What is the real question your trying to ask?
It has been proven for many eons that trying to rely on the phone company to not reroute the telco cable pairs is not going to happen. You spend hours in
setting up the time delays between the different locations and just when your done, the telco boys change the cable routing that your circuit took. This
throws off all that time you just got through spending trying to get all the delays to come out to where they needed to be. Why do you think so many of the
public safety agencies put in a microwave system.
I use to work for a cellular company, make that several over the years. We even had a problem with them changing the routing of T1 circuits. This would
mess up the coverage if you relied on the signal timing.
To triangulate the source of a signal, you need to know exactly where those receivers are. This process depends on the time of arrival of each of the
received signals at a central processor. If you change the length of the telephone line of one of those sites, it changes the time the received signal
gets to the processor. If you change a couple of the telephone lines, you fixed location as plotted by the processor can change drastically.
If your asking for a GPS location, then supply that information over the radio in each of the field units your trying to deal with. It is done all the time
every day in a good number of the radio systems around the country. The down side of this is that the employees that have this information being
supplied feel like they are being spied upon. So you have the political fall out of AVL (automatic vehicle location) information acting as a tattle tale to
where a vehicle is all the time. The use of this involves adding a box and a GPS antenna to the vehicle and sending a burst of data at the tail end of
each transmission.
The equipment can get expensive depending on what your trying to accomplish and the numbers of vehicles involved.
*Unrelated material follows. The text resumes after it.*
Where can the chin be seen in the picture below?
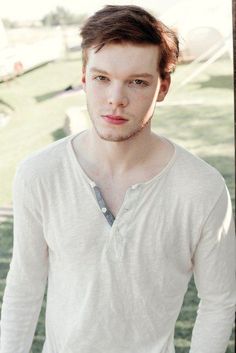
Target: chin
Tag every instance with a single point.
(118, 136)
It will work much better to use
a black box on the road rather than trying to install the electronics at each receiver point in your radio system. Plus you don't have the issue of the
telephone lines being changed by the telco all the time.
Jim
911-EMT wrote:Hi we have a few quantar base stations connected with a wire line to a digitac comparator. we are looking for a way to triangulate the radios on the system and get gps locations of the transmitting radios via the receiving towers any idea.